A tartufi con Nonno Vito

A tartufi con Nonno Vito – Ringraziamo la famiglia Iorio e in particolar modo Vincenzo per averci concesso di pubblicare questa storia.

Nonno Vito non era in realtà un cavatore professionista ma un maestro casaro, emigrato come tanti molisani oltre oceano, laddove aveva insegnato per anni, prima in Venezuela poi in Colombia, l’arte della produzione delle mozzarelle secondo l’antica tradizione molisana, per fare poi ritorno in Molise negli anni ’80. 
Un giorno, mentre era intento ad arare il suo orticello nelle campagne di Busso (CB), si accorse della presenza in alcuni signori dall’accento decisamente particolare e per certo non molisano, che si aggiravano attraverso gli immensi boschi secolari, tinti già dei colori dell’autunno. Nonno Vito rimase colpito dai cani che facevano loro compagnia, dal pelo riccio e folto e dalle palette che quegli stranieri portavano a tracolla, al punto da definirli “cacciatori senza fucile”.

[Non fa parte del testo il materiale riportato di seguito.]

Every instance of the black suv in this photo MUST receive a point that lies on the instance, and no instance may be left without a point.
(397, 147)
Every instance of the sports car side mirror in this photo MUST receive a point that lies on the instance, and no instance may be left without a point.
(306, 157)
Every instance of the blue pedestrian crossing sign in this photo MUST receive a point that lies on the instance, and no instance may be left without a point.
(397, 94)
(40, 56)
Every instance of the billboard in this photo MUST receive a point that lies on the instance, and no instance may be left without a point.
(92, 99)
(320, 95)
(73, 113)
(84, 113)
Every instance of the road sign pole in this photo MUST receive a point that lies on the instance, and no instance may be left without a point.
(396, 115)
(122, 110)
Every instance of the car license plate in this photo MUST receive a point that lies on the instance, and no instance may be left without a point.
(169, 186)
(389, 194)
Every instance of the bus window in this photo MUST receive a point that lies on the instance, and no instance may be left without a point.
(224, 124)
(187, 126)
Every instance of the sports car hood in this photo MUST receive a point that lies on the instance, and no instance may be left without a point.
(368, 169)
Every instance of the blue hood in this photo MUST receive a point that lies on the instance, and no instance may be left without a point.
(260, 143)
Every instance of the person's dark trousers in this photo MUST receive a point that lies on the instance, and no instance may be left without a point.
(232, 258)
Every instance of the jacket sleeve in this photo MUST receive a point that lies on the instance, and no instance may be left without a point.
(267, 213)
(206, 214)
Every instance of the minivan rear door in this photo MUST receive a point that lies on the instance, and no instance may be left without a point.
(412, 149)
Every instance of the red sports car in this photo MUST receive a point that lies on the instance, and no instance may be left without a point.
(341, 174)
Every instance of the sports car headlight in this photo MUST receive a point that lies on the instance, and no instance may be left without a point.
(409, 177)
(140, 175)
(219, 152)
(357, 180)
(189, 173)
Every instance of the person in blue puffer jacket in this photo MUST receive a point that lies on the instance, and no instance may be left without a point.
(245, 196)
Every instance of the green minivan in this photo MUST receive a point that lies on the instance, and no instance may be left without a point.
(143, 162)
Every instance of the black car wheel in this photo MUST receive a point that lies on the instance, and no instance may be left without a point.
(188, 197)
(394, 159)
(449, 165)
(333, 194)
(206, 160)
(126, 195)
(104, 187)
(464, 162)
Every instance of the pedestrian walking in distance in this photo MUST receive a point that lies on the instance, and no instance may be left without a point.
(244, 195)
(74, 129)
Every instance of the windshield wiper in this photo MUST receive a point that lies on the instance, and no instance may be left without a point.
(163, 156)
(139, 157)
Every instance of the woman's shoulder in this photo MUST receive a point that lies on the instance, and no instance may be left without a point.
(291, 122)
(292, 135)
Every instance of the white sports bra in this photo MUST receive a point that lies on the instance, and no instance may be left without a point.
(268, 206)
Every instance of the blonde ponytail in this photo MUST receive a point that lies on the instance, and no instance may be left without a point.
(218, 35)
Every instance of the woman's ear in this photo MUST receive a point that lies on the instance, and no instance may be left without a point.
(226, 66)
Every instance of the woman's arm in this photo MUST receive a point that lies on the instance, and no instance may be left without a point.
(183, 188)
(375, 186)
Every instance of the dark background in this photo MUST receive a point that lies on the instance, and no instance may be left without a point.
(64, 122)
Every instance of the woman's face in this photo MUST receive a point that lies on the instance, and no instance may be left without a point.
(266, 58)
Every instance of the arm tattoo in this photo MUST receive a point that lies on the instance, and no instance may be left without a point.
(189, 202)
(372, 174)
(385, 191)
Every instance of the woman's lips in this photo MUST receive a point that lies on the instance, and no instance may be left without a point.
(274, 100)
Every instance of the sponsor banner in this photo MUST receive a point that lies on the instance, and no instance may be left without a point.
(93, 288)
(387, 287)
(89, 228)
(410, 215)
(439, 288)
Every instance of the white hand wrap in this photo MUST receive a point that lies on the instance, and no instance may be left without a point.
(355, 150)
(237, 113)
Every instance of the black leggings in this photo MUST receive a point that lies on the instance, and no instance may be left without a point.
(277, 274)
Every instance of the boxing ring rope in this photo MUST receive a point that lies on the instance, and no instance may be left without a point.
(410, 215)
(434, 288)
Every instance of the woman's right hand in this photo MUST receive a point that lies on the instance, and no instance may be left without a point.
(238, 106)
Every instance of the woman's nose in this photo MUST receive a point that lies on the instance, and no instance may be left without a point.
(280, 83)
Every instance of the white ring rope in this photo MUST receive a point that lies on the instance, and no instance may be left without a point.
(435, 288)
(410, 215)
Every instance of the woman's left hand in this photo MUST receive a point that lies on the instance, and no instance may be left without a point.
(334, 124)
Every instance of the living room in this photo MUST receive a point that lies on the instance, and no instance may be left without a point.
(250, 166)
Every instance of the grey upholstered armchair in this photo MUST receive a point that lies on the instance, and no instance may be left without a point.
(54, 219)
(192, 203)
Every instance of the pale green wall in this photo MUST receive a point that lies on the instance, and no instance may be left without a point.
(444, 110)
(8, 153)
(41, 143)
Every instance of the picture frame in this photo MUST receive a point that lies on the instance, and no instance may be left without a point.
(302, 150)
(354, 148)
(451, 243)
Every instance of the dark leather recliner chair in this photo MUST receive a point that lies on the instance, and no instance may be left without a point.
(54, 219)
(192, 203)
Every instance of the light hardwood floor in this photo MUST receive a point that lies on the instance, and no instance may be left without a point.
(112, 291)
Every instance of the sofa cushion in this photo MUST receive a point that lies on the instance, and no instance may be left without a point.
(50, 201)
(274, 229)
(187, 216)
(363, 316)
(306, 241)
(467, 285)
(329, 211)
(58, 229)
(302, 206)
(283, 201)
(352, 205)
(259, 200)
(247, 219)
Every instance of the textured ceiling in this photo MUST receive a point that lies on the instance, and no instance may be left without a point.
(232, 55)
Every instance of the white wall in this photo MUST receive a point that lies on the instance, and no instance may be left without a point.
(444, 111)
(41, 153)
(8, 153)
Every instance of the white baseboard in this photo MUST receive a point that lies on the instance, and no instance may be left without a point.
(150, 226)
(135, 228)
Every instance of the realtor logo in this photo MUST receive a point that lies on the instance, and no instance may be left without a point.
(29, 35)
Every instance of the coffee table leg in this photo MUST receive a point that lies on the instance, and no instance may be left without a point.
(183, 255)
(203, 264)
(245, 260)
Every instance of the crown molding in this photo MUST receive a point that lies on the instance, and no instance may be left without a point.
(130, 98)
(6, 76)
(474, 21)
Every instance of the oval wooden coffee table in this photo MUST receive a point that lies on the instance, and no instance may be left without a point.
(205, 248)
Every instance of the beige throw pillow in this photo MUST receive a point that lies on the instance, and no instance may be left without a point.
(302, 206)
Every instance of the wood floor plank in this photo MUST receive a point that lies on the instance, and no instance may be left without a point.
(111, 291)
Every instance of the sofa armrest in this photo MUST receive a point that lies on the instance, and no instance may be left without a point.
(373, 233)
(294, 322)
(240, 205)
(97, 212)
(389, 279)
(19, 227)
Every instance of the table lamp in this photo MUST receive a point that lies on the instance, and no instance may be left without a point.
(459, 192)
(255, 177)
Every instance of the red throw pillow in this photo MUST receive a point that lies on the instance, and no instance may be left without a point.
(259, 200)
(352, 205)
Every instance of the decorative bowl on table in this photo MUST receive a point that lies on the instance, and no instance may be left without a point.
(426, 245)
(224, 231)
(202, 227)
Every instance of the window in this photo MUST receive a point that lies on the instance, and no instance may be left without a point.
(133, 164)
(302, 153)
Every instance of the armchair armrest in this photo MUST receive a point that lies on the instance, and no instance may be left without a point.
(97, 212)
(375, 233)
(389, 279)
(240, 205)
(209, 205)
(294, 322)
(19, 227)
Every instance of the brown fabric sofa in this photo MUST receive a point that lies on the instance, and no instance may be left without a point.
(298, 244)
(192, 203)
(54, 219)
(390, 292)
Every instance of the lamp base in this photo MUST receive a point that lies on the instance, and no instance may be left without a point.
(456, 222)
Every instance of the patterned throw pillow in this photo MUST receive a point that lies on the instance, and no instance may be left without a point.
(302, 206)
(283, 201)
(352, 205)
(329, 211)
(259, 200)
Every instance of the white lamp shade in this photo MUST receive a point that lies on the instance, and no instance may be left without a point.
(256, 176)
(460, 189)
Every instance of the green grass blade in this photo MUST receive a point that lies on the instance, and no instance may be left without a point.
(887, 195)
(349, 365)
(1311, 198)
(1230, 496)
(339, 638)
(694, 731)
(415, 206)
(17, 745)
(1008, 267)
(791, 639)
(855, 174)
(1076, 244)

Una mattina aspettò uno di loro e gli chiese cosa mai stessero facendo in quelle zone. Sorridendo il “cacciatore” gli rispose che fosse stupito di vedere contadini come nonno Vito, disposti a zappare la terra e versare sudore per ottenere un chilo di patate, quando sotto i loro piedi si nascondeva un prodotto paragonabile all’oro. Fu così che nonno Vito scoprì, grazie a quei cavatori provenienti dal Piemonte e da altre zone del Nord Italia, il valore dei tartufi e si appassionò a tal punto da decidere di utilizzare il suo gruzzoletto guadagnato oltreoceano per acquistare due cani di razza lagotto romagnolo: LEO e TRIFORA, eccezionali esemplari che divennero per lui come dei figli, trascorrendo insieme ogni giorno tanto tempo a cercare tartufi e scoprire nuovi posti segreti attraverso quei boschi, scrigno di tesori così preziosi.

Vincenzo iniziò a seguire il nonno nelle sue escursioni all’età di 13 anni, correndo da lui ogni qualvolta non dovesse andare a scuola, per partire insieme per nuove avventure con la sua ape piaggio 600.
Alle prime luci dell’ alba, verso le 4 di mattina, raggiungeva il nonno che lo aspettava con i due lagotti nella gabbietta dell’ape, un vanghetto in tasca e una sacca a tracolla verde pronta per essere riempita di tartufi. Il percorso da affrontare era lungo e faticoso ma la possibilità di vivere quei boschi incontaminati, privi di tracce del passaggio di altri esseri umani prima di loro, ricchi di sentieri nascosti e di segreti, leniva le fatiche ed accresceva la passione del piccolo Vincenzo per il mondo dei tartufi.

Nonno Vito morì nel 2001, lasciando a Vincenzo il cane Trifora, che diventò una maestra per altri cuccioli.